A pilot flies in a straight path for 1 h 30 min. She then makes a course correction, heading 10 degrees to the right of her original course, and flies 2 h in the new direction. If she maintains a constant speed of 655 mi/h, how far is she from her starting position?

Looks like a clear-cut case of the cosine law,

with sides 655(1.5) or 982.5 and
655(2) or 1310
miles and an angle of 170° between them

let the third side be x
x^2 = 982.5^ + 1310^2 -2(982.5)(1310)cos170°
= 5216449.127
x = √ 52....
= 2283.95 miles

To find how far the pilot is from her starting position, we can break down her flight into two components: the first leg and the second leg.

First, let's calculate the distance traveled during the first leg of the flight.

The pilot flies for 1 hour and 30 minutes, which is equivalent to 1.5 hours.
Since the pilot maintains a constant speed of 655 mi/h, the distance traveled during the first leg can be computed using the formula:

Distance = Speed × Time

Distance_first_leg = 655 mi/h × 1.5 h
Distance_first_leg = 982.5 miles

Next, let's calculate the distance traveled during the second leg of the flight.

The pilot flies for 2 hours in a new direction which is 10 degrees to the right of her original course.
To find the distance traveled during this leg, we need to calculate the component of the total distance that is perpendicular to her original course.

Using trigonometry, we can determine the distance traveled during this leg by finding the projection of the distance on the line perpendicular to the original course direction.

The angle between the original course and the line perpendicular to it is 10 degrees.
So, the perpendicular distance can be calculated by:

Perpendicular distance = Distance × sin(angle)

Perpendicular_distance = 655 mi/h × 2 h × sin(10°)
Perpendicular_distance ≈ 227.04 miles

Finally, to find the total distance from her starting position, we can use the Pythagorean theorem.

Total distance = √(Distance_first_leg^2 + Perpendicular_distance^2)

Total_distance = √(982.5^2 + 227.04^2)
Total_distance ≈ √(965406.25 + 51589.2416)
Total_distance ≈ √1012995.4916
Total_distance ≈ 1006.47 miles (rounded to two decimal places)

Therefore, the pilot is approximately 1006.47 miles away from her starting position.

To find the distance from the pilot's starting position, we can break the journey into two parts: the original course and the course correction.

1. Original Course:
The pilot flies for 1.5 hours (1 hour 30 minutes) at a speed of 655 miles per hour.
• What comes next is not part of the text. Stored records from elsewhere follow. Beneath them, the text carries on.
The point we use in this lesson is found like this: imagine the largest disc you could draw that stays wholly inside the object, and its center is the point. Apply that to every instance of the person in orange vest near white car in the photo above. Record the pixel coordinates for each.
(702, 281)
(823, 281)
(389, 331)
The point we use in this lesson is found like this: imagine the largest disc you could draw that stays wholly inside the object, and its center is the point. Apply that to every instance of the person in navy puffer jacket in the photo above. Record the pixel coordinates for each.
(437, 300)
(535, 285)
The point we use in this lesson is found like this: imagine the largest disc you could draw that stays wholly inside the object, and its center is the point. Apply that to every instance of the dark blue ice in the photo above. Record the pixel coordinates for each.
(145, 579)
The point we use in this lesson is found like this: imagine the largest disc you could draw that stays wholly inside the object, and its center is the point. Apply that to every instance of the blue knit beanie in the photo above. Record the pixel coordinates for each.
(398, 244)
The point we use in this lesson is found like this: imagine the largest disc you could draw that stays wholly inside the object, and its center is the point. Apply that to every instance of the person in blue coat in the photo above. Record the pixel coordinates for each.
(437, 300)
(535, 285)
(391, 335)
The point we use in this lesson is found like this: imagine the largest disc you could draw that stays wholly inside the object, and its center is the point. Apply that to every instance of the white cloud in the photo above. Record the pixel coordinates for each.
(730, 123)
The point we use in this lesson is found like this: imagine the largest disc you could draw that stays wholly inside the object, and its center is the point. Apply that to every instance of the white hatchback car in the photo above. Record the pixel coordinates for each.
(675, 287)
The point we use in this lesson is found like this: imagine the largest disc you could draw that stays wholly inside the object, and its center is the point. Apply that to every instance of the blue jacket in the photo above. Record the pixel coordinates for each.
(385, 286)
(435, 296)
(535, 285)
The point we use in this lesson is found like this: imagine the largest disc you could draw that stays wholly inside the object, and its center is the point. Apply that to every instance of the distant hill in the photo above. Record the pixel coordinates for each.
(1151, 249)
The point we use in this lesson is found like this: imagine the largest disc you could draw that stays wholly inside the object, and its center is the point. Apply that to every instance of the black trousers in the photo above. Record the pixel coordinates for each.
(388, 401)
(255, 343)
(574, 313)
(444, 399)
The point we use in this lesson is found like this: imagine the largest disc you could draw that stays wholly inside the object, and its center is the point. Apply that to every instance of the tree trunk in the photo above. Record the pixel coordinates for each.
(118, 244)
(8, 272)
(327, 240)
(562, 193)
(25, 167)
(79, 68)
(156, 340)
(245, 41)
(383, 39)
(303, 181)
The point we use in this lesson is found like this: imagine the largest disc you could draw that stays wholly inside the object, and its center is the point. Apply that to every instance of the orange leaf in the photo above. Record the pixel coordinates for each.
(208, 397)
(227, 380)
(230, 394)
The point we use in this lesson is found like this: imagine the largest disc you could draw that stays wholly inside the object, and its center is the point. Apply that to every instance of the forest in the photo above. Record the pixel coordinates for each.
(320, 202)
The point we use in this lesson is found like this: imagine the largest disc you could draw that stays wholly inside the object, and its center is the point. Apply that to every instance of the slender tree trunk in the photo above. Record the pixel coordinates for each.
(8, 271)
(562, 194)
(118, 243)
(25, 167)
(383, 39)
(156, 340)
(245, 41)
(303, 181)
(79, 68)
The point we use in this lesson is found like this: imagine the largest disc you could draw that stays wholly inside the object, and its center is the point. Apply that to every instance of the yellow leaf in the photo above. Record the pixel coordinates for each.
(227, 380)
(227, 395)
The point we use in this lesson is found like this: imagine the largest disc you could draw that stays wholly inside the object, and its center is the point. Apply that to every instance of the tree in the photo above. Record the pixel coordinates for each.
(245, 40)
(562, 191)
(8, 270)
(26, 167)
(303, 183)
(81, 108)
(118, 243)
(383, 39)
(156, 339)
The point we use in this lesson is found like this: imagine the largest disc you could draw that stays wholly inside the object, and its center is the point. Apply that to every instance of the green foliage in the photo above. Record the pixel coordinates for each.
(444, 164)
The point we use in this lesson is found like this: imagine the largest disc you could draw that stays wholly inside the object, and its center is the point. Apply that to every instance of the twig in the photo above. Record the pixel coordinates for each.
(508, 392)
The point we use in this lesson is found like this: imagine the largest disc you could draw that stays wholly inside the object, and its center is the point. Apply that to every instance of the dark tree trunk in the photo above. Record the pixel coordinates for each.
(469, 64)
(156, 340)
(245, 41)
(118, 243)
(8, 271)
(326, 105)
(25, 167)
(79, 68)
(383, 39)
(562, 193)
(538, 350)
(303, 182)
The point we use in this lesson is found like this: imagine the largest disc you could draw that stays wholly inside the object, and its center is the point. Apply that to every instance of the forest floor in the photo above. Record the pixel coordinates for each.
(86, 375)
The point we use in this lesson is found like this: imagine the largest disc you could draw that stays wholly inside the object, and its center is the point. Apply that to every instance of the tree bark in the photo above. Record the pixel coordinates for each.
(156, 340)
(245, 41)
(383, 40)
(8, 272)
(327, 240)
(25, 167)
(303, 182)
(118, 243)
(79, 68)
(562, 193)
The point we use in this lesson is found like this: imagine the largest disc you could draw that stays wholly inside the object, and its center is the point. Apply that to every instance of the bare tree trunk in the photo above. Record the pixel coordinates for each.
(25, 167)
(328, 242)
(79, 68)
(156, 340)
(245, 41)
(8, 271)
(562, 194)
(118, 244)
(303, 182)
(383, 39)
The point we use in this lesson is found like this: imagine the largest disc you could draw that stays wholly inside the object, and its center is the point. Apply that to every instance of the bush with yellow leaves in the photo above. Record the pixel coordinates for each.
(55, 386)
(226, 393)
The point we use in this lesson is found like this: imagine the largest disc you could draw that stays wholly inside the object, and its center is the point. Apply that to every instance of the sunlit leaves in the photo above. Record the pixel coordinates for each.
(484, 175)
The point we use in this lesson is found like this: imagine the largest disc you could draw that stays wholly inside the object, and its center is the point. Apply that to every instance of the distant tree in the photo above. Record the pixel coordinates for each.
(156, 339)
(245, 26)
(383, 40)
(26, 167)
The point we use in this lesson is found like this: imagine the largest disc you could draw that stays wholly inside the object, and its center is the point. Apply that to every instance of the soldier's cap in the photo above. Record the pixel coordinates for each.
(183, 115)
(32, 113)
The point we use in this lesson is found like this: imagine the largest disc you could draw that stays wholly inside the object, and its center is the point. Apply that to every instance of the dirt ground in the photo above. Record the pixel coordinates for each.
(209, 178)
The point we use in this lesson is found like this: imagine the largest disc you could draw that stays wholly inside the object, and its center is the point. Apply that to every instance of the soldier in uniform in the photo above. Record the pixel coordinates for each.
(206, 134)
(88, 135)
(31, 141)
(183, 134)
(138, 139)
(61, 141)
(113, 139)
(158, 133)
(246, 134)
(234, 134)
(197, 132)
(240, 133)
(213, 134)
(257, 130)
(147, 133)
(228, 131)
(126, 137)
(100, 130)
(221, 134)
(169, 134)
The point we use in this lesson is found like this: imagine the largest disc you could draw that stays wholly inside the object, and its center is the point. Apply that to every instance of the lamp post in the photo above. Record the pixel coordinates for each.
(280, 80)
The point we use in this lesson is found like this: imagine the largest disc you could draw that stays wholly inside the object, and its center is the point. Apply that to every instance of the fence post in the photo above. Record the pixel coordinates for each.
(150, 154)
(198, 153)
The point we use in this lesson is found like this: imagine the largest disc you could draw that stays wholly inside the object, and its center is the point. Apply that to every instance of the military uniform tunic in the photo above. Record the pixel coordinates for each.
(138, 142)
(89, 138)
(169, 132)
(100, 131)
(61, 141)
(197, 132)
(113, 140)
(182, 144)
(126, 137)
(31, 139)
Therefore, the distance covered on the original course is:

Distance = Speed x Time = 655 mi/h x 1.5 h = 982.5 miles

2. Course Correction:
The pilot makes a course correction and flies for 2 hours at a speed of 655 miles per hour. Since she is now heading 10 degrees to the right of her original course, the distance covered in this direction is:

Distance = Speed x Time = 655 mi/h x 2 h = 1310 miles

To find the distance from the starting position, we need to find the diagonal of the right triangle formed by these two distances. The original course distance is the perpendicular side, and the course correction distance is the base side of the triangle.

Using the Pythagorean theorem, we can calculate the diagonal distance:

Diagonal Distance^2 = Original Course Distance^2 + Course Correction Distance^2

Diagonal Distance^2 = 982.5^2 + 1310^2

Diagonal Distance^2 = 965,206.25 + 1,716,100

Diagonal Distance^2 = 2,681,306.25

Taking the square root of both sides:

Diagonal Distance = √2,681,306.25

Diagonal Distance ≈ 1637.62 miles

Therefore, the pilot is approximately 1637.62 miles from her starting position.